Le compte rendu d’Alain Michel comprend d’autres erreurs et approximations. Notamment sur la Shoah (la conférence de Wannsee est totalement minorée par l'auteur, qui oublie que l’extermination des juifs allemands a commencé avant le printemps 1942, à Kaunas, Riga ou Chelmno). Mais il comporte aussi des critiques utiles dont je le remercie. Il y a des questions que j’aurais pu approfondir, comme la question de l’UGIF (je le ferai dans une prochaine étude, centrée sur la vie des juifs face à la traque entre 1942 et 1944). Notre collègue a raison aussi d’inviter à lire les archives avec prudence. Les archives allemandes, notamment, ne sont pas l’évangile.

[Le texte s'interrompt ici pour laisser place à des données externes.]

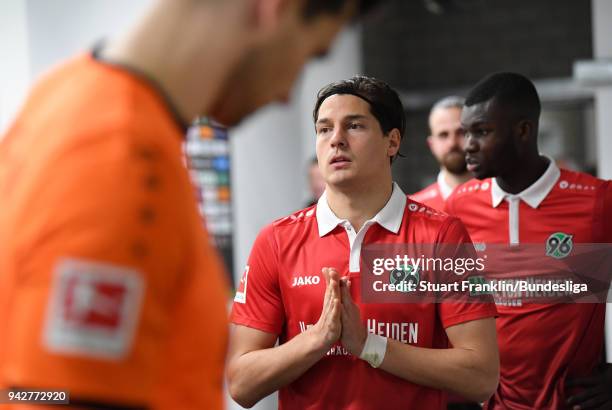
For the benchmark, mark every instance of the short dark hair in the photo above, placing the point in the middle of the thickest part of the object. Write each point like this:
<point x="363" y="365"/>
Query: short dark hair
<point x="511" y="90"/>
<point x="314" y="8"/>
<point x="385" y="104"/>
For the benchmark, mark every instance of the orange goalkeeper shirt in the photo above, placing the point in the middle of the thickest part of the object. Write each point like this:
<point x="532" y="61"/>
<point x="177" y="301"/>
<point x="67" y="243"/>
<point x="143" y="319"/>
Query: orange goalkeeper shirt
<point x="108" y="284"/>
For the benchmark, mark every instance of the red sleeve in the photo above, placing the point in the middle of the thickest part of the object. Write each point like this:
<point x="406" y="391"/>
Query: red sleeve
<point x="453" y="241"/>
<point x="449" y="204"/>
<point x="602" y="219"/>
<point x="258" y="302"/>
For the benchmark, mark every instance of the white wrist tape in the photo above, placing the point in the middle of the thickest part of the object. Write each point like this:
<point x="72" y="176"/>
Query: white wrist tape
<point x="374" y="349"/>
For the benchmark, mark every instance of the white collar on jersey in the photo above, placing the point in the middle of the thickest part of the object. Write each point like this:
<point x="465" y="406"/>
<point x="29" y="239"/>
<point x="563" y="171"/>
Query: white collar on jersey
<point x="390" y="217"/>
<point x="445" y="189"/>
<point x="534" y="194"/>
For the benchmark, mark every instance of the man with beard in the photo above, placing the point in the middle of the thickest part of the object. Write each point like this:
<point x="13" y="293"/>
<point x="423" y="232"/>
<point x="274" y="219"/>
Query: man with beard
<point x="445" y="143"/>
<point x="109" y="287"/>
<point x="549" y="352"/>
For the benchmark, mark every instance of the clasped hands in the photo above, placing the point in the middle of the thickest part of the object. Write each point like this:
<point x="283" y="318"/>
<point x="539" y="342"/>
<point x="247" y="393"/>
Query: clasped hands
<point x="340" y="318"/>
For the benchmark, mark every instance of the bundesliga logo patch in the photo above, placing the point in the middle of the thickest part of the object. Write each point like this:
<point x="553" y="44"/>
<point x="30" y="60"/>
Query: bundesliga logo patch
<point x="242" y="287"/>
<point x="93" y="309"/>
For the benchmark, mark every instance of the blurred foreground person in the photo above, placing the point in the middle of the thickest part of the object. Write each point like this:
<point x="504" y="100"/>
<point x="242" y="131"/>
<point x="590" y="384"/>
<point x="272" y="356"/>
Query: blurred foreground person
<point x="109" y="287"/>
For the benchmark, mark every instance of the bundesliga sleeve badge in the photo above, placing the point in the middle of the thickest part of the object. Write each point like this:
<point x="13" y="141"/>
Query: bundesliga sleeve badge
<point x="93" y="309"/>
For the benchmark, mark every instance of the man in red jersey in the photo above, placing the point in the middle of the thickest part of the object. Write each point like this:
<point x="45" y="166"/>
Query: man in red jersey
<point x="548" y="352"/>
<point x="335" y="351"/>
<point x="109" y="287"/>
<point x="446" y="144"/>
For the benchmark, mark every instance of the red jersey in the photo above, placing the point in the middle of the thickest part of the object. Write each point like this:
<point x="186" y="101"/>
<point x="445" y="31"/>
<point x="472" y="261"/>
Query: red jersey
<point x="435" y="194"/>
<point x="282" y="293"/>
<point x="541" y="345"/>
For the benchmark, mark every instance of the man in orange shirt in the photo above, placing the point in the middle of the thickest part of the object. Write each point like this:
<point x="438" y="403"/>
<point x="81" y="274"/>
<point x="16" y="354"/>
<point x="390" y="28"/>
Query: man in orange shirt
<point x="109" y="287"/>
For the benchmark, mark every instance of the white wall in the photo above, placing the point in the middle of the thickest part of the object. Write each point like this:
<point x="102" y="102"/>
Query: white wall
<point x="602" y="49"/>
<point x="14" y="59"/>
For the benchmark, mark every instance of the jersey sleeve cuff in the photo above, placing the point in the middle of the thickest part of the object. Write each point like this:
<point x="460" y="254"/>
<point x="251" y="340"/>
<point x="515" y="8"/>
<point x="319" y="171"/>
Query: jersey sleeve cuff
<point x="255" y="324"/>
<point x="485" y="311"/>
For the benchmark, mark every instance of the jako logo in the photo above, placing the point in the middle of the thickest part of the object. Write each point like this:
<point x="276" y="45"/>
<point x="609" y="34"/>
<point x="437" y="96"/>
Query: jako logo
<point x="305" y="280"/>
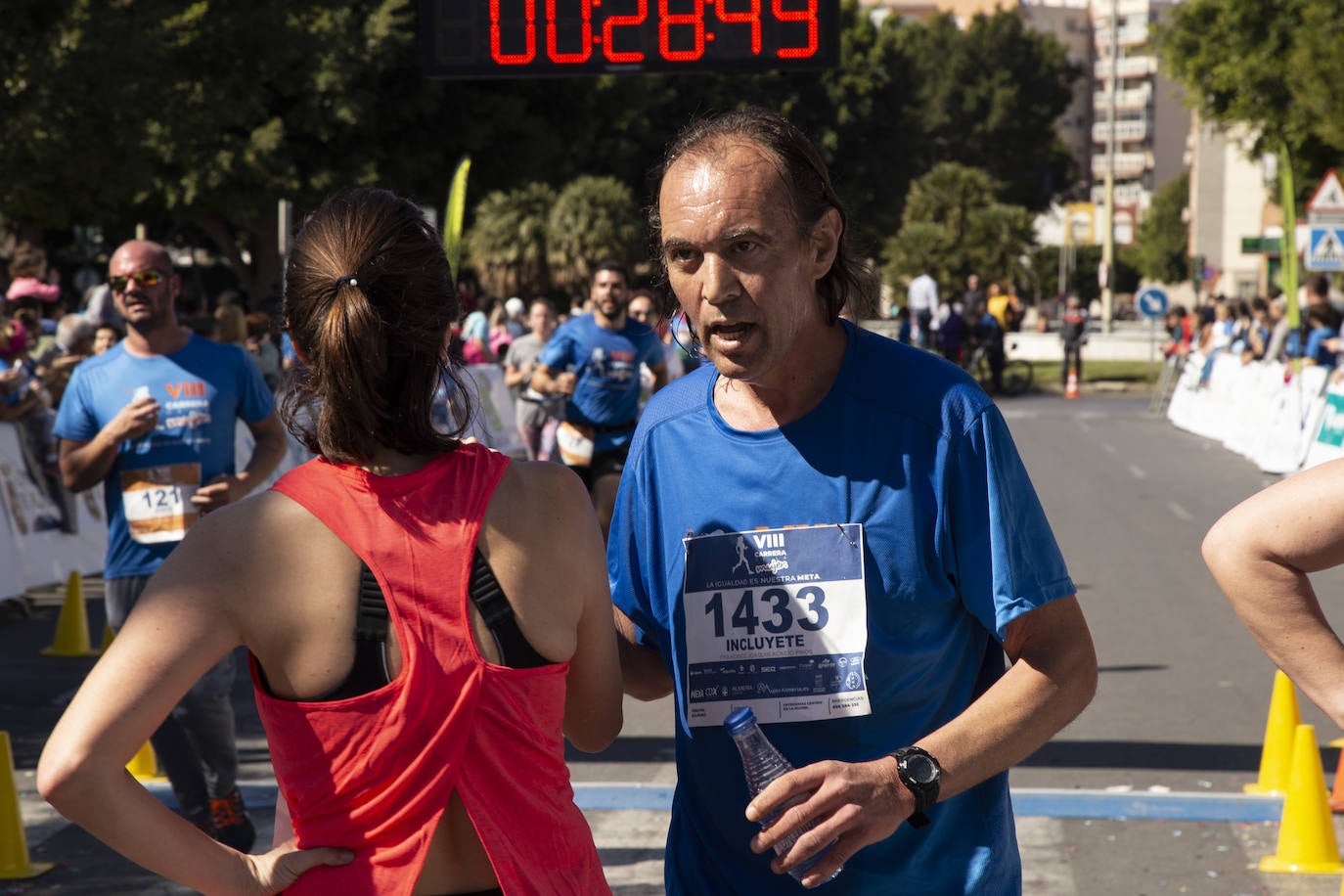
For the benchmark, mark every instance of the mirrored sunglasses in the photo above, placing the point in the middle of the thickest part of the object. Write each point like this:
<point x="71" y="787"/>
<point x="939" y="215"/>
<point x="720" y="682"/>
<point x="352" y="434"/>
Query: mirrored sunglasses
<point x="148" y="277"/>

À ce propos, je conclurai sur un dernier exemple, qui illustre mon désaccord profond avec l’approche d’Alain Michel (et explique la vivacité de certaines de mes réponses), c’est le cas Bousquet. Je veux bien admettre que les témoignages relatifs aux rencontres du chef de la police de Vichy avec Heydrich (6 mai 1942) et Oberg (16 juin 1942) doivent être lus avec précaution. Mais il y a tout le contexte, la continuité avec la politique Darlan-Pucheu (la volonté gouvernementale de se débarrasser des juifs apatrides de zone libre) et surtout ce qui se passe après (l’accord du 2 juillet 1942, les télégrammes impérieux d’août 1942 aux préfets de zone sud). Bref, l’interprétation klarsfeldo-paxtonienne, pour parler comme Michel, est la plus probable.

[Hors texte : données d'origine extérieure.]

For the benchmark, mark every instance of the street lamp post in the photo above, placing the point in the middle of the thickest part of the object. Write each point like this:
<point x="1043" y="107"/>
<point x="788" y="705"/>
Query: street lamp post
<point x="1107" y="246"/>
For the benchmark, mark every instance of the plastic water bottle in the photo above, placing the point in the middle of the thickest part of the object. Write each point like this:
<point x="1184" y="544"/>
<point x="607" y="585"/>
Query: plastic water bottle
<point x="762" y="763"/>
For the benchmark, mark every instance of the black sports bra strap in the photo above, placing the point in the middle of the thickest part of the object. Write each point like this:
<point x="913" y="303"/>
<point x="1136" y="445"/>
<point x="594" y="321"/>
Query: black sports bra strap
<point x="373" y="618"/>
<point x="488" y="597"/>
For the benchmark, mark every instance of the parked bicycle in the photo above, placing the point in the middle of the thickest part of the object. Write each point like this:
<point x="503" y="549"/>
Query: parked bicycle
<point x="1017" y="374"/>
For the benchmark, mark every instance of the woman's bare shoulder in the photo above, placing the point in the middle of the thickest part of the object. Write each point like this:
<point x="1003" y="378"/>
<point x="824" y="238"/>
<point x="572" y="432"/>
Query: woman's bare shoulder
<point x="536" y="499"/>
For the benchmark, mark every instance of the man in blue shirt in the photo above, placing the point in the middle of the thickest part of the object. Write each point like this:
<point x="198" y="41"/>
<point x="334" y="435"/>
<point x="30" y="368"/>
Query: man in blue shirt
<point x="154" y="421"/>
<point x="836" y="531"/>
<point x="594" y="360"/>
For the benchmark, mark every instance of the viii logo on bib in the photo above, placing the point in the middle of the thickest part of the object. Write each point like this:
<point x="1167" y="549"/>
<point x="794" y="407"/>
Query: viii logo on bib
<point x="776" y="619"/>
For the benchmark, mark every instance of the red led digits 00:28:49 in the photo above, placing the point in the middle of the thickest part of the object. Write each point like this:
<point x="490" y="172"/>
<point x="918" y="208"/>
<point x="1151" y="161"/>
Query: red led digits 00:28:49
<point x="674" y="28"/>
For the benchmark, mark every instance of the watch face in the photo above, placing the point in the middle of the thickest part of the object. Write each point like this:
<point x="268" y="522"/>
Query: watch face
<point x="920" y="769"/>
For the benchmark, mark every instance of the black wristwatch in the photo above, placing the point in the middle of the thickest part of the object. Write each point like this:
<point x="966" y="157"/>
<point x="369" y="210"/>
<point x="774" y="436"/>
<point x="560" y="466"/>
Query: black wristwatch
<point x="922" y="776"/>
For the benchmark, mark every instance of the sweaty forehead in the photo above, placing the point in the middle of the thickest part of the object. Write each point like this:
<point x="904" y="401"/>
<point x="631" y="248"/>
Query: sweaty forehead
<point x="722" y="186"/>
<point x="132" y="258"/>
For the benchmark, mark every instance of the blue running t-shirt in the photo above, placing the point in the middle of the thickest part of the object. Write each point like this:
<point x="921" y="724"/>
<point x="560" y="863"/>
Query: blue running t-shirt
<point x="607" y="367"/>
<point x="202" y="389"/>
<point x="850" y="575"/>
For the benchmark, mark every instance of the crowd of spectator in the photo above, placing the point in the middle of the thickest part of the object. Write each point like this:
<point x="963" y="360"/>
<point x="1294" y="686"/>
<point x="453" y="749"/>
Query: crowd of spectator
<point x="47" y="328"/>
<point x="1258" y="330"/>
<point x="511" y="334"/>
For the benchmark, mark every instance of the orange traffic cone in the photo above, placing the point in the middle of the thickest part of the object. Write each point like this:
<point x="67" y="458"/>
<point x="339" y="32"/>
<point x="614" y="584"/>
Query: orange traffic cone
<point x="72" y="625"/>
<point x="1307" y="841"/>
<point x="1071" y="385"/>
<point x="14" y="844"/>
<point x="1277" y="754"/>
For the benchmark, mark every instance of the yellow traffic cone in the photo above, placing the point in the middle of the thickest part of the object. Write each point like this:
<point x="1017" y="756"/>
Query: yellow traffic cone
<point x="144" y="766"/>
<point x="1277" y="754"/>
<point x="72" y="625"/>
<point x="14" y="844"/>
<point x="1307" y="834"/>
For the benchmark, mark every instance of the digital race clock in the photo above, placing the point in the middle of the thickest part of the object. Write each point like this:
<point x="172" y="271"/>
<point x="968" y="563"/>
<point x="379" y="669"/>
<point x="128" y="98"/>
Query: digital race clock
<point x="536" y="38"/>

Vichy, avec Laval et Bousquet, approuvés par le maréchal Pétain, a commis le pire à l’été 1942. En huit semaines, le tiers du total des juifs déportés ont été arrêtés (26 000 juifs), soit davantage que durant les treize derniers mois de l’Occupation ! À la fin de l’année 1942, près de 42 000 juifs ont été déportés de France, alors que l’objectif initial des nazis était de 40 000. C’est cela le crime injustifiable de Vichy, et plus précisément de Laval et Bousquet.

Que Vichy ait refusé de déporter les juifs français « enracinés » dans le pays, il n’était pas possible qu’il en aille autrement. L’opinion ne l’aurait jamais accepté, les Allemands, comme Vichy, le savaient. En outre, malgré la politique dilatoire de 1943-1944, plus de 24 000 juifs français ont été déportés au total. C’est beaucoup pour une politique de sauvetage ou de « moindre mal ».

Laurent Joly

 


[1] Joseph Billig, Le Commissariat général aux questions juives (1941-1944), t. 3, Paris, Editions du CDJC, 1960, p 321.